Using these quantities we have the expected values:

\begin{align} \mathbb{E}(\hat{\mu}_X) &= \mathbb{E}(\hat{\mu}_X|\bar{X}_n < \bar{Y}_m) K(n,m) + \mathbb{E}(\hat{\mu}_X|\bar{X}_n \geqslant \bar{Y}_m) (1-K(n,m)) \\[6pt] &= L_X(n,m) K(n,m) + U_X(n,m) p(n,m) (1-K(n,m)) \\[6pt] &\quad \quad + U_Y(n,m) (1-p(n,m)) (1-K(n,m)), \\[12pt] \mathbb{E}(\hat{\mu}_Y) &= \mathbb{E}(\hat{\mu}_Y|\bar{X}_n < \bar{Y}_m) K(n,m) + \mathbb{E}(\hat{\mu}_Y|\bar{X}_n \geqslant \bar{Y}_m) (1-K(n,m)) \\[6pt] &= L_Y(n,m) K(n,m) + U_X(n,m) p(n,m) (1-K(n,m)) \\[6pt] &\quad \quad + U_Y(n,m) (1-p(n,m)) (1-K(n,m)). \\[6pt] \end{align}

We therefore have:

\begin{align} \text{Bias}(\hat{\mu}_X) &= [U_Y(n,m) - U_X(n,m)] (1-p(n,m)) (1-K(n,m)), \\[12pt] \text{Bias}(\hat{\mu}_Y) &= [U_X(n,m) - U_Y(n,m)] p(n,m) (1-K(n,m)). \\[6pt] \end{align}

As you can see, these estimators would generally be biased, though they have the advantage of respecting the known ordering in the underlying distribution means.
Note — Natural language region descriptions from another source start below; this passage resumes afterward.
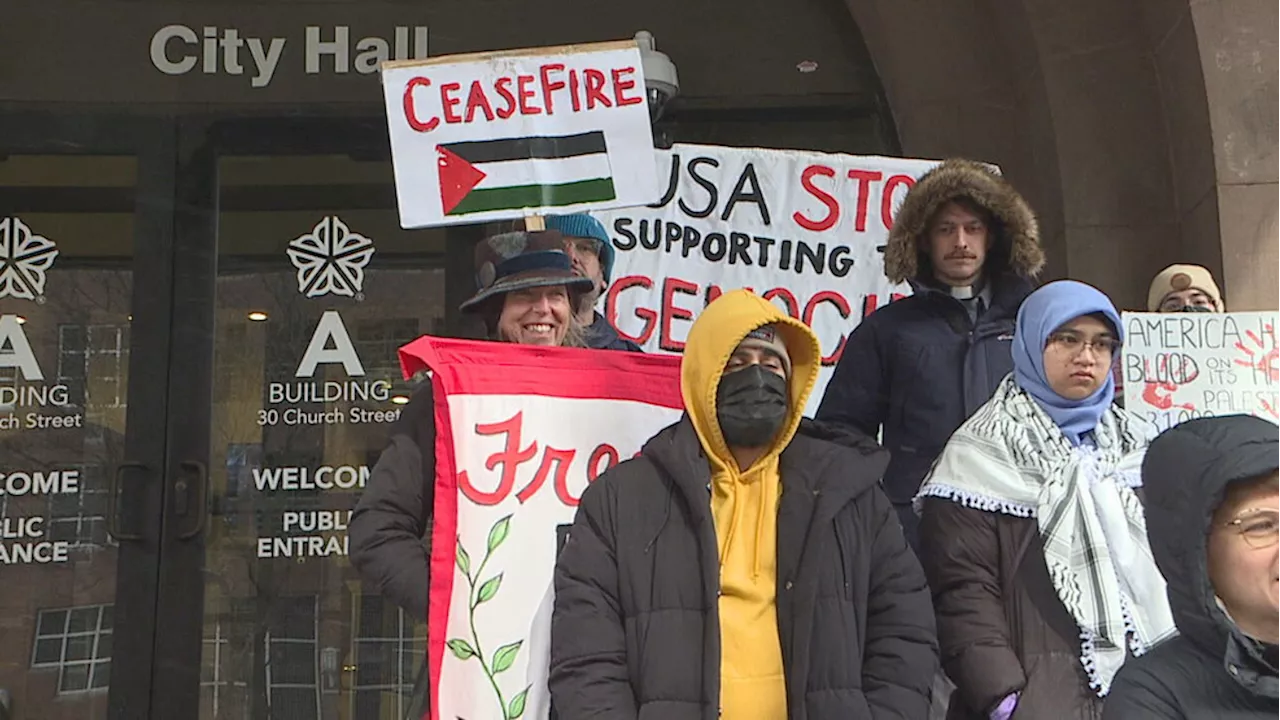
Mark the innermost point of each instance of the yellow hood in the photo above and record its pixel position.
(717, 332)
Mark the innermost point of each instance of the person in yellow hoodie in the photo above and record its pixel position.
(746, 564)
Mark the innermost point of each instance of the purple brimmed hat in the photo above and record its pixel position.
(520, 260)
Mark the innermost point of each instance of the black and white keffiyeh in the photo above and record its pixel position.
(1010, 458)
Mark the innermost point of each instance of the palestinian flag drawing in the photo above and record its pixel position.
(524, 172)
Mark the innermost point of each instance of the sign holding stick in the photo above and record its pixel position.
(496, 136)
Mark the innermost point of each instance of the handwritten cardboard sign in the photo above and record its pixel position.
(1178, 367)
(520, 433)
(503, 135)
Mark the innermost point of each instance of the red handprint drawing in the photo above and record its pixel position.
(1161, 396)
(1262, 360)
(1266, 363)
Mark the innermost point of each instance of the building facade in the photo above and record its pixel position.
(204, 281)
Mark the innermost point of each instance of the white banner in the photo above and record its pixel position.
(1178, 367)
(503, 135)
(805, 229)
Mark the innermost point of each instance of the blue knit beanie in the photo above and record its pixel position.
(584, 226)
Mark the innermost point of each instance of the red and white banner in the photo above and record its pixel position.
(804, 229)
(520, 433)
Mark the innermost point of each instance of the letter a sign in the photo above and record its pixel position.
(502, 135)
(330, 329)
(16, 351)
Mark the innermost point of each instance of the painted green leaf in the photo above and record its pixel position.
(461, 648)
(498, 533)
(489, 588)
(464, 560)
(506, 656)
(517, 705)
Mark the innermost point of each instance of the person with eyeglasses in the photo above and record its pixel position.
(1032, 529)
(1212, 490)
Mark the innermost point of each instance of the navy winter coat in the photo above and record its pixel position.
(918, 368)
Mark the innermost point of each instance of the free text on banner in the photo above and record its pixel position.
(520, 433)
(805, 229)
(490, 136)
(1184, 365)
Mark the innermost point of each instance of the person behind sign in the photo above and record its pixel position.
(1032, 533)
(528, 291)
(1184, 288)
(1212, 491)
(968, 244)
(592, 251)
(746, 561)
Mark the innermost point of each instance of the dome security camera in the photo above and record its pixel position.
(661, 82)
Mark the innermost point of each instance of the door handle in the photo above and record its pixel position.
(193, 473)
(115, 499)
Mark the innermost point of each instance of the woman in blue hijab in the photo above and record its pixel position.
(1032, 534)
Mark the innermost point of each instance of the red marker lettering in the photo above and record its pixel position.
(595, 89)
(476, 100)
(503, 87)
(864, 188)
(822, 196)
(449, 103)
(526, 95)
(411, 113)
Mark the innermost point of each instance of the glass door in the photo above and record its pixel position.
(83, 320)
(315, 288)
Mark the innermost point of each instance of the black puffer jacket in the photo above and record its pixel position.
(1211, 670)
(389, 528)
(602, 336)
(636, 632)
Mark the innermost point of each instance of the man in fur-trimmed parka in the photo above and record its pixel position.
(969, 246)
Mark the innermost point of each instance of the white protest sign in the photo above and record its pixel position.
(1178, 367)
(805, 229)
(504, 135)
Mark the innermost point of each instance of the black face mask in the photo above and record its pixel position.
(750, 405)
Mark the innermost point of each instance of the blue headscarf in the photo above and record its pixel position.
(1042, 313)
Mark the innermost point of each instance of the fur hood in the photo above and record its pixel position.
(1016, 246)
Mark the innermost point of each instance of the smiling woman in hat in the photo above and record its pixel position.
(528, 290)
(528, 294)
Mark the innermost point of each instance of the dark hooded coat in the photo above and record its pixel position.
(1211, 669)
(919, 367)
(636, 630)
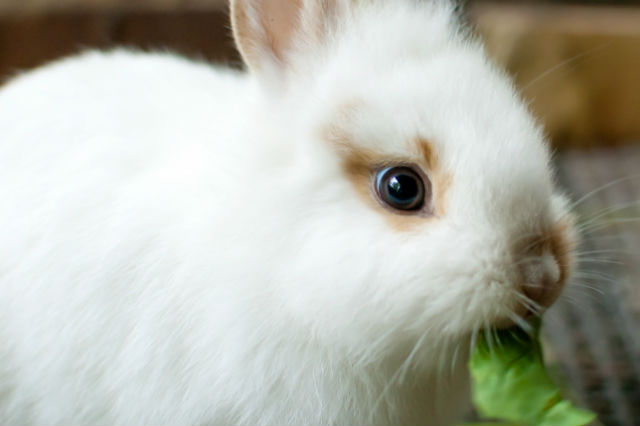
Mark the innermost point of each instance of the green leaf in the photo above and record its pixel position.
(510, 382)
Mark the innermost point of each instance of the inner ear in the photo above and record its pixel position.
(266, 31)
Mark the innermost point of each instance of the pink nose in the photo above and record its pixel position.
(542, 280)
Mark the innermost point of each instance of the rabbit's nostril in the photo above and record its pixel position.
(542, 281)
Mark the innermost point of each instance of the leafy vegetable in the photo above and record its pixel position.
(510, 382)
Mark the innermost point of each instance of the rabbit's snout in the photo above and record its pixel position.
(541, 279)
(545, 266)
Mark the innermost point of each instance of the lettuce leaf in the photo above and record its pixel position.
(510, 382)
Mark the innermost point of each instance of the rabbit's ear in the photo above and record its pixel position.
(267, 31)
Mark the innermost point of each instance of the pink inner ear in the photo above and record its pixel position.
(264, 29)
(280, 20)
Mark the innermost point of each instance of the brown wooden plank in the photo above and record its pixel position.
(75, 6)
(203, 34)
(30, 40)
(578, 66)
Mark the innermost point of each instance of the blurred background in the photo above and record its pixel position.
(577, 63)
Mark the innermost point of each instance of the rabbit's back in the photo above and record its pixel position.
(109, 165)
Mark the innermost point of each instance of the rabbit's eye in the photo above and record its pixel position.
(400, 188)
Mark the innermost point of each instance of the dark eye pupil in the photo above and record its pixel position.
(403, 187)
(400, 188)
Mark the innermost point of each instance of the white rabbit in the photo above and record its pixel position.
(312, 242)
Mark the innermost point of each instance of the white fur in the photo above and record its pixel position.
(180, 246)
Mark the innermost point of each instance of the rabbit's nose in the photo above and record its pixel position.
(541, 280)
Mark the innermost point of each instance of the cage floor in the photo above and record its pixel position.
(593, 331)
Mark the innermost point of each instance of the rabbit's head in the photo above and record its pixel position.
(421, 197)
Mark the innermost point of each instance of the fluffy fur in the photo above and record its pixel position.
(181, 244)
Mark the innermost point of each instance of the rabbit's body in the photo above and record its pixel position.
(190, 245)
(128, 293)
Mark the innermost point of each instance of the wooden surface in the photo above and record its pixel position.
(48, 6)
(29, 40)
(577, 66)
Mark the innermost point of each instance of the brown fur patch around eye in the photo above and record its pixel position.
(440, 179)
(360, 165)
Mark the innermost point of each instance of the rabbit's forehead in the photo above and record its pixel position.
(484, 157)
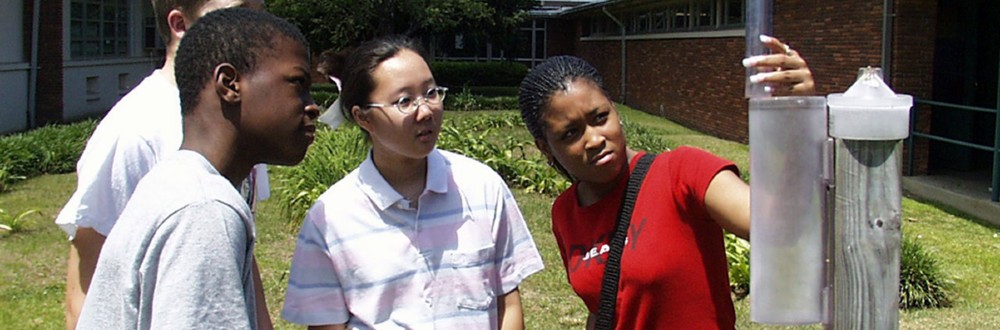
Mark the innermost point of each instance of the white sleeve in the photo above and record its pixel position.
(107, 174)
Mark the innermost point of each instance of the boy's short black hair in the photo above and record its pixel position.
(237, 36)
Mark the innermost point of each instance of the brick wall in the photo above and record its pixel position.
(557, 31)
(699, 83)
(913, 66)
(49, 103)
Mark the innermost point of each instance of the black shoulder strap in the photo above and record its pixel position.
(612, 267)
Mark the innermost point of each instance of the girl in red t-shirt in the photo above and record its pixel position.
(673, 268)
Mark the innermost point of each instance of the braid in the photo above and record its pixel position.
(553, 75)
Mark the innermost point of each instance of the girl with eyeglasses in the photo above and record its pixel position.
(415, 237)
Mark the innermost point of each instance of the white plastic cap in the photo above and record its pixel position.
(869, 110)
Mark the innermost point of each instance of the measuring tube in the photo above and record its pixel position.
(758, 23)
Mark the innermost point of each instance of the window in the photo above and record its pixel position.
(679, 16)
(734, 12)
(99, 29)
(703, 15)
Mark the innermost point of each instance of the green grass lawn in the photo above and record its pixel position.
(32, 263)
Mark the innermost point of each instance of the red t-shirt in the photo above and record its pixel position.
(674, 273)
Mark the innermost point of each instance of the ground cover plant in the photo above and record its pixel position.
(32, 262)
(47, 150)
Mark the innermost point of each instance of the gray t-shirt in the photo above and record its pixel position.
(180, 256)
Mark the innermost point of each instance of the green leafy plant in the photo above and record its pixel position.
(738, 254)
(455, 73)
(16, 222)
(7, 178)
(47, 150)
(462, 101)
(332, 155)
(922, 284)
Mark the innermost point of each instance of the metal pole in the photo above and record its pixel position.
(888, 15)
(996, 147)
(33, 73)
(909, 140)
(621, 27)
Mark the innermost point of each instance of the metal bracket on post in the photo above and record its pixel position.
(830, 183)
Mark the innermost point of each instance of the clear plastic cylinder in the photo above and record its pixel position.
(758, 22)
(787, 194)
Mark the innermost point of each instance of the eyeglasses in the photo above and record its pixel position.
(408, 104)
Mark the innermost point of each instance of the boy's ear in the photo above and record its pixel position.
(177, 23)
(226, 81)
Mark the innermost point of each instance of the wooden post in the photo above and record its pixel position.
(867, 235)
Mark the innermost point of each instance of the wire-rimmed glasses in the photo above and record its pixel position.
(408, 104)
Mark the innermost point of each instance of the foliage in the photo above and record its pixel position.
(497, 73)
(467, 101)
(922, 284)
(332, 155)
(738, 254)
(16, 222)
(642, 138)
(46, 150)
(335, 24)
(491, 91)
(7, 178)
(508, 156)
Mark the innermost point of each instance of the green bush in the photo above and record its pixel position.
(738, 254)
(922, 284)
(333, 154)
(47, 150)
(641, 138)
(467, 101)
(455, 74)
(490, 91)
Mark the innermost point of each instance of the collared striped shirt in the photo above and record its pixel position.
(366, 258)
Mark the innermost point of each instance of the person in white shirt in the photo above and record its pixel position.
(140, 130)
(415, 237)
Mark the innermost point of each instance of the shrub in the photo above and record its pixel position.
(454, 74)
(467, 101)
(642, 138)
(922, 284)
(333, 154)
(16, 222)
(738, 254)
(46, 150)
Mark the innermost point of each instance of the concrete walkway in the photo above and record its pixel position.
(966, 192)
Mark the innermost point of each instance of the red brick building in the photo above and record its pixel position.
(682, 62)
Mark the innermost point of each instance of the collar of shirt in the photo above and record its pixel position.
(383, 195)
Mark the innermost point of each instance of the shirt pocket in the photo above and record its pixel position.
(468, 277)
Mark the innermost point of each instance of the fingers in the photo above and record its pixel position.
(784, 72)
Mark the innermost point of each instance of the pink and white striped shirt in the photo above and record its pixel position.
(366, 258)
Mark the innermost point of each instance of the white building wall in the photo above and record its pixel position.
(13, 68)
(91, 88)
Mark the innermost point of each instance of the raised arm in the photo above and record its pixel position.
(788, 73)
(728, 202)
(509, 310)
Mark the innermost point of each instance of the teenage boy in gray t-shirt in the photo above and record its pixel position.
(181, 254)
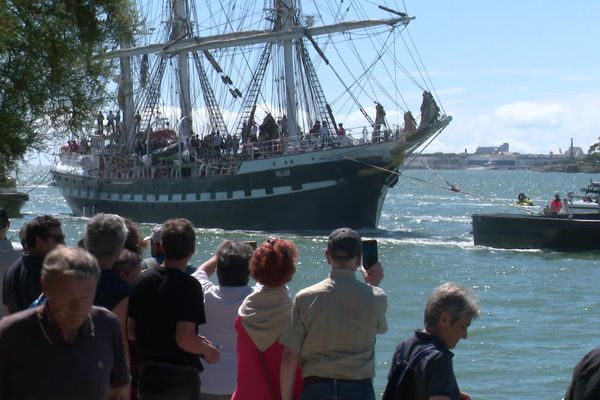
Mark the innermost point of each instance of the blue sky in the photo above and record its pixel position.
(523, 72)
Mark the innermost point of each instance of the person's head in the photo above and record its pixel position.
(178, 239)
(4, 222)
(128, 266)
(42, 235)
(273, 264)
(233, 259)
(105, 236)
(344, 248)
(449, 312)
(155, 241)
(134, 241)
(69, 279)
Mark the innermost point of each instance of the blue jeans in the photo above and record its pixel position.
(337, 390)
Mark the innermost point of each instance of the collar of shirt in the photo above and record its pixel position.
(52, 332)
(429, 338)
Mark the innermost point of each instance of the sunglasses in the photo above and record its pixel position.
(58, 238)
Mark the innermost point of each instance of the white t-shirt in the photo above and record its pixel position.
(9, 254)
(221, 305)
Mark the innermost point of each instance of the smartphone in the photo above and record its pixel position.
(369, 253)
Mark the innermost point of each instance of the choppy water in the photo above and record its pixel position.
(540, 310)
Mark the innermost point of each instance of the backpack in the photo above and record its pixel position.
(400, 384)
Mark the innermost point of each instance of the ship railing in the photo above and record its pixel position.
(227, 163)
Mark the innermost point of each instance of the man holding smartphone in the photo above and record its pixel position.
(333, 327)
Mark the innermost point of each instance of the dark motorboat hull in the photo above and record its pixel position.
(12, 202)
(515, 231)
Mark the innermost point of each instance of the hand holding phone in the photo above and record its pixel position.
(369, 250)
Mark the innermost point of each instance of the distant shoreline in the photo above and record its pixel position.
(503, 161)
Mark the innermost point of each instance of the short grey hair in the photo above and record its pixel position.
(458, 301)
(73, 262)
(105, 235)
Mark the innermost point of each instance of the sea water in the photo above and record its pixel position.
(540, 309)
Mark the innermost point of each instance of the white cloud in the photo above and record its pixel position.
(533, 126)
(530, 115)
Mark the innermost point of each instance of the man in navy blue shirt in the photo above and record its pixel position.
(448, 315)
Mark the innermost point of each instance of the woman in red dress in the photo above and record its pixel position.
(261, 320)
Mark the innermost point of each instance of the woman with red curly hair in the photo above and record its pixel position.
(261, 319)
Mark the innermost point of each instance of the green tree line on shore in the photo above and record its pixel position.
(52, 76)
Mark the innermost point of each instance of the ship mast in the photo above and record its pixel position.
(181, 30)
(286, 11)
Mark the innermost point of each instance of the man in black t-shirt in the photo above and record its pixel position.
(22, 279)
(585, 384)
(448, 314)
(165, 309)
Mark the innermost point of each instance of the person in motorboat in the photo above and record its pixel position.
(556, 205)
(523, 200)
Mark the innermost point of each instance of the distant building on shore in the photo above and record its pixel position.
(494, 157)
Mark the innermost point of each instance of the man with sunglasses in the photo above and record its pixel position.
(22, 279)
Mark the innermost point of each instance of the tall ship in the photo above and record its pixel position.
(256, 116)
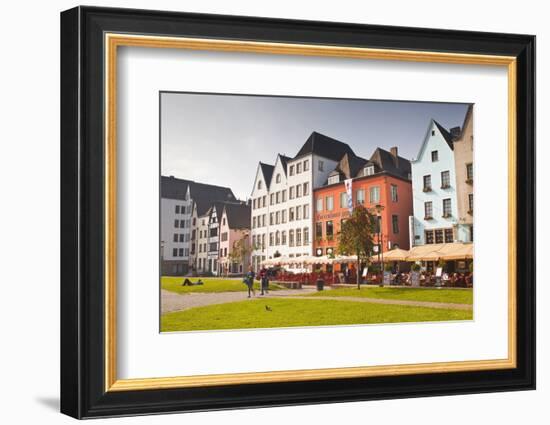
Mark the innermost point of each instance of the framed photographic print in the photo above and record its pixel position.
(261, 212)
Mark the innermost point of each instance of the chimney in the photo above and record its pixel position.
(455, 132)
(393, 151)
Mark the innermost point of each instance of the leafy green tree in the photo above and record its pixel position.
(357, 236)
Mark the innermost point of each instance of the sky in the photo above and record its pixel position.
(219, 139)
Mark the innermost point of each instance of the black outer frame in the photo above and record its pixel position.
(82, 212)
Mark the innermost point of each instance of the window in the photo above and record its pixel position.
(469, 172)
(318, 230)
(329, 229)
(360, 196)
(374, 194)
(334, 179)
(343, 200)
(330, 203)
(445, 180)
(428, 210)
(427, 183)
(447, 207)
(394, 193)
(395, 223)
(319, 206)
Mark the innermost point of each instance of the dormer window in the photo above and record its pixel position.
(334, 179)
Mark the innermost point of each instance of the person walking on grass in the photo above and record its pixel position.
(264, 281)
(249, 280)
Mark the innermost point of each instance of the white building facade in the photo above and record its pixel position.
(175, 234)
(435, 206)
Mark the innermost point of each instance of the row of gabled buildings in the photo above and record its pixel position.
(297, 204)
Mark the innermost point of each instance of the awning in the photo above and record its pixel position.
(444, 251)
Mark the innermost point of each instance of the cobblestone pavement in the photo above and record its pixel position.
(172, 301)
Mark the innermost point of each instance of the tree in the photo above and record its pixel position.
(241, 251)
(357, 236)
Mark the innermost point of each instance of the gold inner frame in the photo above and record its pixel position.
(113, 41)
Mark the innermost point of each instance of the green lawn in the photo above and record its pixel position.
(211, 284)
(293, 312)
(458, 296)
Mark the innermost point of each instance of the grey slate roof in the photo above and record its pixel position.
(267, 171)
(385, 161)
(238, 215)
(202, 194)
(446, 135)
(325, 146)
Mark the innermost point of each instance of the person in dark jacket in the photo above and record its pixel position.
(249, 281)
(264, 281)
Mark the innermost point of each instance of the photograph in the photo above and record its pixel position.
(282, 212)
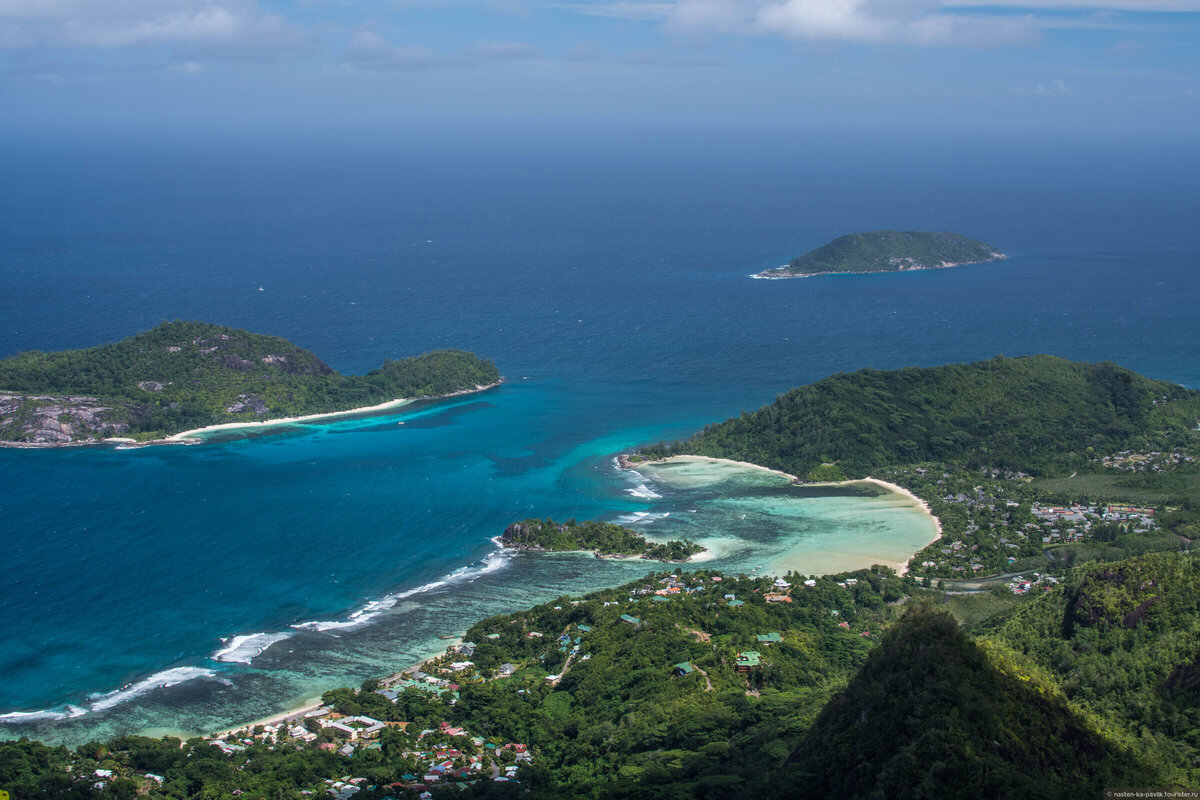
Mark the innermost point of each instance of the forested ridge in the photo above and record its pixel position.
(863, 685)
(601, 537)
(1041, 415)
(181, 376)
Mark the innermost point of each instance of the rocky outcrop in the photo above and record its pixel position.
(41, 419)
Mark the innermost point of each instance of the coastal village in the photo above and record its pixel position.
(419, 733)
(995, 522)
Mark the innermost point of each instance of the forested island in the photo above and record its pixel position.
(1041, 415)
(887, 251)
(184, 376)
(701, 685)
(604, 539)
(1041, 648)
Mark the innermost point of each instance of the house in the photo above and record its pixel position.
(748, 661)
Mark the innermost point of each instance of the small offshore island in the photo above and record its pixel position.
(604, 539)
(183, 377)
(887, 251)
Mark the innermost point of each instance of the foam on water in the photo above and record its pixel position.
(243, 649)
(491, 563)
(159, 680)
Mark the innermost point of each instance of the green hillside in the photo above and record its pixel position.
(933, 714)
(183, 376)
(889, 251)
(601, 537)
(648, 691)
(1123, 641)
(1041, 415)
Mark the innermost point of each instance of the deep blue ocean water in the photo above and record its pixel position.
(610, 288)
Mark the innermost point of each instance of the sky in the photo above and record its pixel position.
(293, 71)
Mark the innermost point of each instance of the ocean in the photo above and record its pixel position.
(187, 589)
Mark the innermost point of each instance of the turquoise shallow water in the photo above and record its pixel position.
(615, 299)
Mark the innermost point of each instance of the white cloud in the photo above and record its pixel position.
(1086, 5)
(504, 50)
(905, 22)
(1056, 88)
(371, 52)
(130, 23)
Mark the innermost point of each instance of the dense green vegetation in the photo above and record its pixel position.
(1041, 415)
(1123, 641)
(184, 376)
(601, 537)
(934, 714)
(889, 251)
(863, 689)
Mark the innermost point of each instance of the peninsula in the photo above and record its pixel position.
(604, 539)
(887, 251)
(184, 376)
The amount of bias will depend on probabilities and conditional moments from the underlying distributions (through the quantities $$U_X$$, $$U_Y$$ and $$K$$). The bias also depends on the proportion $$p(n,m)$$ used in the estimator, which is under our control. In particular, if we take $$p(n,m) = \tfrac{1}{2}$$ then the magnitude of the bias will be the same for both estimators.

With some more analysis you could investigate other properties of this estimator, or formulate alternative estimators and then examine their properties. Here we have just scratched the surface of this type of analysis, but hopefully it gives you an idea of how you might proceed with this type of analysis.